0

I'm just beginning to use R for text mining and have come across a problem.

I have successfully charted tf_idf for single words in my dataset which includes 3 different columns (positive, negative, and bank) - the column name is 'Box'.

I am trying to do the same for bigrams and trigrams and using the same code:

Trigram_tibble %>%
  arrange(desc(tf_idf)) %>%
  mutate(trigram = factor(trigram, levels = rev(unique(trigram)))) %>% 
  group_by(Box) %>% 
  top_n(10, tf_idf) %>% 
  ungroup %>%
  ggplot(aes(trigram, tf_idf, fill = Box)) +
  geom_col(show.legend = FALSE) +
  labs(x = NULL, y = "tf-idf") +
  facet_wrap(~Box, ncol = 2, scales = "free") +
  coord_flip()

I have discovered (I think) that the 'top_n' function returns the trigrams which have the top ranking, and that it automatically uses the last variable in the tibble(in my case this is tf_idf, and I've chosen n-10).
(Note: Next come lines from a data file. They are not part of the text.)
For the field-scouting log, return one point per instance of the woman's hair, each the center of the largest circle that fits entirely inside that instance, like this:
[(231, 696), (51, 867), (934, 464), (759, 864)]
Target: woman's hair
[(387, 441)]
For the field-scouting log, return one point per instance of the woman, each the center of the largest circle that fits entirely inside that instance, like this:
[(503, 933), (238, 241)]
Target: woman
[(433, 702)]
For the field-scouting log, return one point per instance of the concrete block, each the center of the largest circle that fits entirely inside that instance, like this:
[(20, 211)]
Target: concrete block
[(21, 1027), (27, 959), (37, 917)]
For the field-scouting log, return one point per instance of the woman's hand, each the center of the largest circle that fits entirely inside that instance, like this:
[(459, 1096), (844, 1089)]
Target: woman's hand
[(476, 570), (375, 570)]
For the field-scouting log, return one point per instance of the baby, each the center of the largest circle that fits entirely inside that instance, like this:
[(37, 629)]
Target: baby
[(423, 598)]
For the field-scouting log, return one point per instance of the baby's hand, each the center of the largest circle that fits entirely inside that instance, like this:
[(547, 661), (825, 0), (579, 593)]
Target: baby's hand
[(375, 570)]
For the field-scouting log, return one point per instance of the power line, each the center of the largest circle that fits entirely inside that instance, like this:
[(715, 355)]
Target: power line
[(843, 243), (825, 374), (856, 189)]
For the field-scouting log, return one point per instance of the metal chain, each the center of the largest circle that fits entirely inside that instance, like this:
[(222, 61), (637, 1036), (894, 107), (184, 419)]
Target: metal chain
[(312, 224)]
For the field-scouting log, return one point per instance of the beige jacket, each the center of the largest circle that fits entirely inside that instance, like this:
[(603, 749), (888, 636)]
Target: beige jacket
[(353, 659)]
However, when running this for bigrams I am only able to produce charts that seem to have several hundred (thousand??) bigrams along the y axis.
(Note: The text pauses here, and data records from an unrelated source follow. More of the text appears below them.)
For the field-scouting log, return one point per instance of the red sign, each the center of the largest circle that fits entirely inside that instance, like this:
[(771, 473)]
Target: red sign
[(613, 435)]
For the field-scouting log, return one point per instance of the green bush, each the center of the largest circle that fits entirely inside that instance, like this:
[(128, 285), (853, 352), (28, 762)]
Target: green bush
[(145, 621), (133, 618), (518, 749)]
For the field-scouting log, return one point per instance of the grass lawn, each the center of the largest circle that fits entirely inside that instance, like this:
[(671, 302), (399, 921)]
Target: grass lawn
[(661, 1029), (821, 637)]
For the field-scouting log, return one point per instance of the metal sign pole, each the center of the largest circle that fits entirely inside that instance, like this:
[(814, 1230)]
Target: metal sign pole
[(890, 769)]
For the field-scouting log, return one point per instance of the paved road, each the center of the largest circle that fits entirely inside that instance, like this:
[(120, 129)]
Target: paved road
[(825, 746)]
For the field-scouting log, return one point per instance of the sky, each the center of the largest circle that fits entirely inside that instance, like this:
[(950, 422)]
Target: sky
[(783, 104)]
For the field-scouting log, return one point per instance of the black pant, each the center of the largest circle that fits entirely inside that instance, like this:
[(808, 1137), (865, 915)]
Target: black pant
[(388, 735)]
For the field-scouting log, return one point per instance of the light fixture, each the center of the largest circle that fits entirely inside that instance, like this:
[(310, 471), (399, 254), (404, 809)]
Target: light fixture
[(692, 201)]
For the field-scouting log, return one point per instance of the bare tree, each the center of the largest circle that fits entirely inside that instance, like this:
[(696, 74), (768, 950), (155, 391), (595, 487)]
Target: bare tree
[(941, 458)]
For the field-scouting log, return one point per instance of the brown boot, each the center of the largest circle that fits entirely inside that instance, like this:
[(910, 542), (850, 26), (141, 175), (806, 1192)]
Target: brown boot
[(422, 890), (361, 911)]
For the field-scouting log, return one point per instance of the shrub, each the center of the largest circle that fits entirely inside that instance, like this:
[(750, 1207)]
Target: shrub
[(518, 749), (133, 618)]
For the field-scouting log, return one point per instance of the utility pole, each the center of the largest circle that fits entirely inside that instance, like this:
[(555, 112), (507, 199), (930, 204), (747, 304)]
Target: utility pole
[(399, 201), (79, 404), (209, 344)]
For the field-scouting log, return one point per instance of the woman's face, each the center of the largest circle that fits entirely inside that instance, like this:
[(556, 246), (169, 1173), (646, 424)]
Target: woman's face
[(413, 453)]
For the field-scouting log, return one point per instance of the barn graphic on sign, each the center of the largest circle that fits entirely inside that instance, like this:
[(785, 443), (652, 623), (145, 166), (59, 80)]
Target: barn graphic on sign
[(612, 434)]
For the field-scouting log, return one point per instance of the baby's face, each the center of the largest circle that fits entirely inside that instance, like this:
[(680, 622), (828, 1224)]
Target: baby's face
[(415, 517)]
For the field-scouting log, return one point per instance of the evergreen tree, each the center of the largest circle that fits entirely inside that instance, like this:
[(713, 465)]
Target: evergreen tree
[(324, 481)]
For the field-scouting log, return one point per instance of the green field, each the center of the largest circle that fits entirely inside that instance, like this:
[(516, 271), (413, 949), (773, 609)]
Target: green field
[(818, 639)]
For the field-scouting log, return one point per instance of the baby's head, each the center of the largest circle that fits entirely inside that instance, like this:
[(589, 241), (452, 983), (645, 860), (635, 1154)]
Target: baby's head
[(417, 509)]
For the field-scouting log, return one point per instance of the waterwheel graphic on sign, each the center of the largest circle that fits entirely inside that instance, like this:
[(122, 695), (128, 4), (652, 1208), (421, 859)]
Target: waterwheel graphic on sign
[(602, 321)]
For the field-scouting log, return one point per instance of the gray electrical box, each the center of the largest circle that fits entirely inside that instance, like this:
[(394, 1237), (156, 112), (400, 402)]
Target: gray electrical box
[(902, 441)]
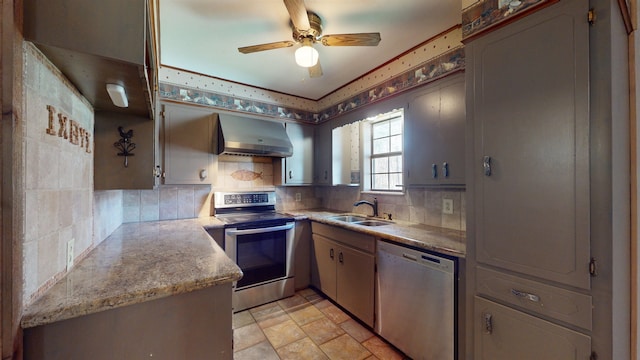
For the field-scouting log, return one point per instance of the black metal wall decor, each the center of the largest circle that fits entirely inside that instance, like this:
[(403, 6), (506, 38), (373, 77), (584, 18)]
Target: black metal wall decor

tf-idf grouped by variable

In the picture you can see that the negative variable seems fine (I've redacted it for data protection), but the other two are not!

I took this code from the tidy text mining book originally.

EDIT - ADDING A SAMPLE OF THE DATA

sample data

My best guess now is that the 'top_n' tf_idf scores happen to have many that are exactly the same. In which case I'm now not sure this is a useful calculation and I'm wondering why it happened to work so well in the tidy text book, but not for my data.

EDIT 2

I cut down the Trigram_tibble to 50 observations and this is the output of dput(Trigram_tibble) (I've obscured the survey response text trigrams)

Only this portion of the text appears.